Nonostante la considerevole distanza il passo fra Afghanistan e Yemen è breve visto che anche qui i ribelli Houthi che controllano buona parte del Paese, hanno deciso di imitare le autorità di Kabul chiudendo a San’a’, la capitale, 14 botteghe che vendevano cd e dvd. A nulla sono valse le proteste dei residenti costretti a subire i provvedimenti di un regime che non ammette comportamenti che deviano da una interpretazione quantomeno restrittiva della legge islamica.

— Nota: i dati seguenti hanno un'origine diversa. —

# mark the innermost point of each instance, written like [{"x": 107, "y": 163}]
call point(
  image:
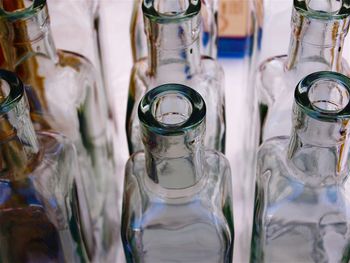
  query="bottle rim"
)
[
  {"x": 16, "y": 91},
  {"x": 149, "y": 10},
  {"x": 303, "y": 93},
  {"x": 23, "y": 13},
  {"x": 301, "y": 6},
  {"x": 195, "y": 118}
]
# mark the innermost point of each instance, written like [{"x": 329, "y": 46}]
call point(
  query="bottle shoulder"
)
[
  {"x": 216, "y": 166},
  {"x": 149, "y": 218},
  {"x": 280, "y": 184}
]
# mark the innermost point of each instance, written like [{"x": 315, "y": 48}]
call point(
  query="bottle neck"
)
[
  {"x": 26, "y": 35},
  {"x": 172, "y": 119},
  {"x": 174, "y": 162},
  {"x": 320, "y": 140},
  {"x": 19, "y": 146},
  {"x": 316, "y": 44},
  {"x": 173, "y": 45}
]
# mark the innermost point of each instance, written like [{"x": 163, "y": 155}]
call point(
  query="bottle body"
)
[
  {"x": 302, "y": 185},
  {"x": 177, "y": 202},
  {"x": 197, "y": 227},
  {"x": 40, "y": 213},
  {"x": 209, "y": 82},
  {"x": 295, "y": 222}
]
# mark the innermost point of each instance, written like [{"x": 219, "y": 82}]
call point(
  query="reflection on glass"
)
[
  {"x": 302, "y": 191},
  {"x": 317, "y": 39}
]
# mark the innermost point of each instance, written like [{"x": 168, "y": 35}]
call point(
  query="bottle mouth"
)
[
  {"x": 17, "y": 10},
  {"x": 171, "y": 109},
  {"x": 170, "y": 10},
  {"x": 323, "y": 9},
  {"x": 324, "y": 95},
  {"x": 11, "y": 91}
]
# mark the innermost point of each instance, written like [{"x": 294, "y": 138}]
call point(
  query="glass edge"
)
[{"x": 302, "y": 99}]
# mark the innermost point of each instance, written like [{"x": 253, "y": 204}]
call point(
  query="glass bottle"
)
[
  {"x": 173, "y": 29},
  {"x": 177, "y": 203},
  {"x": 317, "y": 39},
  {"x": 302, "y": 197},
  {"x": 208, "y": 36},
  {"x": 64, "y": 95},
  {"x": 42, "y": 208}
]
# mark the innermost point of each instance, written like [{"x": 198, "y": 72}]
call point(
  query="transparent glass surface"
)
[
  {"x": 65, "y": 95},
  {"x": 318, "y": 32},
  {"x": 208, "y": 30},
  {"x": 175, "y": 58},
  {"x": 302, "y": 189},
  {"x": 177, "y": 204},
  {"x": 42, "y": 207}
]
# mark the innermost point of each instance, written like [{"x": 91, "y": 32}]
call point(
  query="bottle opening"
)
[
  {"x": 328, "y": 96},
  {"x": 171, "y": 7},
  {"x": 4, "y": 90},
  {"x": 171, "y": 109},
  {"x": 327, "y": 6},
  {"x": 163, "y": 10}
]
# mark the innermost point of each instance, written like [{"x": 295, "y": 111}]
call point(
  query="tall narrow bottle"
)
[
  {"x": 173, "y": 30},
  {"x": 302, "y": 195},
  {"x": 177, "y": 203},
  {"x": 208, "y": 37},
  {"x": 317, "y": 39},
  {"x": 42, "y": 208},
  {"x": 64, "y": 96}
]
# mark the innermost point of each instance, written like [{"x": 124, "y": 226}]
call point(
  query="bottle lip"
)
[
  {"x": 16, "y": 91},
  {"x": 301, "y": 7},
  {"x": 23, "y": 13},
  {"x": 196, "y": 117},
  {"x": 151, "y": 13},
  {"x": 302, "y": 96}
]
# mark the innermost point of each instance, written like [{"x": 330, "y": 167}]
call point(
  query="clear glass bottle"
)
[
  {"x": 317, "y": 39},
  {"x": 64, "y": 95},
  {"x": 173, "y": 29},
  {"x": 208, "y": 30},
  {"x": 302, "y": 197},
  {"x": 177, "y": 203},
  {"x": 42, "y": 208}
]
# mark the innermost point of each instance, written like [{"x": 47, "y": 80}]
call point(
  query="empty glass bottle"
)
[
  {"x": 302, "y": 197},
  {"x": 319, "y": 28},
  {"x": 173, "y": 29},
  {"x": 42, "y": 207},
  {"x": 64, "y": 95},
  {"x": 208, "y": 34},
  {"x": 177, "y": 203}
]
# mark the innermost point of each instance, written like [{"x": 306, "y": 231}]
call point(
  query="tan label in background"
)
[{"x": 233, "y": 20}]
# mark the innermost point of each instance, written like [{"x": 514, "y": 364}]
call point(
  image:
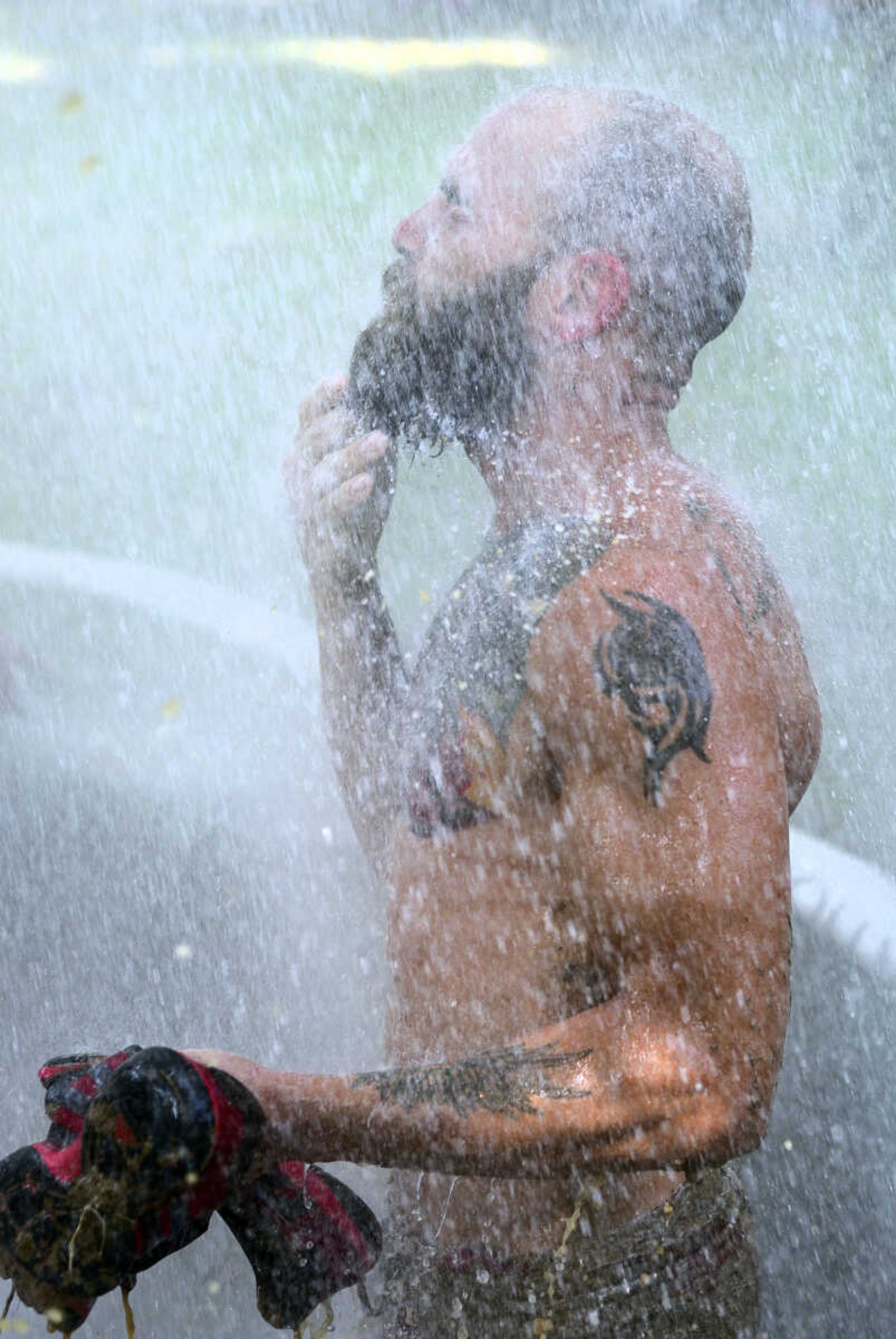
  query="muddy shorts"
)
[{"x": 685, "y": 1269}]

In Egitto, però, non sono di carattere religioso i motivi che hanno indotto il locale sindacato di musica, su sollecitazione delle autorità, a cancellare all’ultimo momento il concerto di Travis Scott, il popolarissimo rapper che ha sostituito immediatamente la data del tour prevista alle piramidi di Gyza con il concerto che si è tenuto a Roma al Circo Massimo lo scorso sette agosto, non senza polemiche, davanti a 60.000 fan scatenati. “Afrocentrismo” è stata l’accusa rivolta al cantante in una diatriba che da tempo vede gli egiziani criticare gli afro-americani per essersi appropriati, a loro dire, della cultura dell’antico Egitto violando tradizioni e morale. Le minacce alla libera espressione musicale, comunque, non si limitano al mondo islamico.

A fine luglio a Hong Kong l’Alta Corte ha respinto la richiesta delle autorità di mettere al bando la canzone “Glory to Hong Kong” spesso utilizzata come inno dalle migliaia di dimostranti che nelle piazze della città protestavano nei mesi scorsi contro la legge sull’estradizione in Cina. “Liberate Hong Kong, rivoluzione dei nostri tempi” sono i versi del brano che irritano i censori considerandoli un incitamento alla secessione dopo il ritorno nel 1997 della ex colonia britannica sotto il controllo di Pechino. La canzone, peraltro, è stata erroneamente usata come inno ufficiale anche in manifestazioni sportive internazionali a cui Hong Kong partecipa in quanto entità amministrativa dotata ancora, almeno per ora, di uno statuto di autonomia. Troppo pericoloso il messaggio, hanno pensato in Cina, meglio intervenire. Il tentativo è fallito e questa è una buona notizia. Quasi certo, tuttavia, che Pechino, purtroppo, non mollerà la presa e che prima o poi riuscirà a sopprimere le note sgradite a un regime che non brilla affatto per il rispetto delle libertà civili.

E sempre a proposito di musica vietata in questa estate bollente vale la pena segnalare la notizia di questi giorni che la Moldavia, senza alcuna spiegazione, ha impedito l’ingresso di Goran Bregovic che doveva esibirsi al festival della chitarra di Orhei provocando un incidente diplomatico con Belgrado. Non c’è dubbio che le controverse posizioni dell’artista di Sarajevo sull’invasione russa dell’Ucraina e l’annessione della Crimea stridano con la situazione tesa che i moldavi stanno quotidianamente sperimentando sotto la costante minaccia di Mosca ma non è senz’altro con i divieti che si affermano le buone ragioni. Il musicista, comunque, non ha avuto problemi a spostare il concerto nella vicina Romania dove si esibirà in un festival finanziato anche dall’Ue.

Tempi difficili per la musica e vita dura per i musicisti a cui va tutta la nostra solidarietà. “Una musica può fare cambiare…..”, cantava Max Gazzè un paio di anni fa, “….. il mondo”, aggiungo io. Spaventano di più chi è al potere, a volte, le parole sulle note di un pentagramma che i voti nelle urne. Un’estate senza musica non è una vera estate.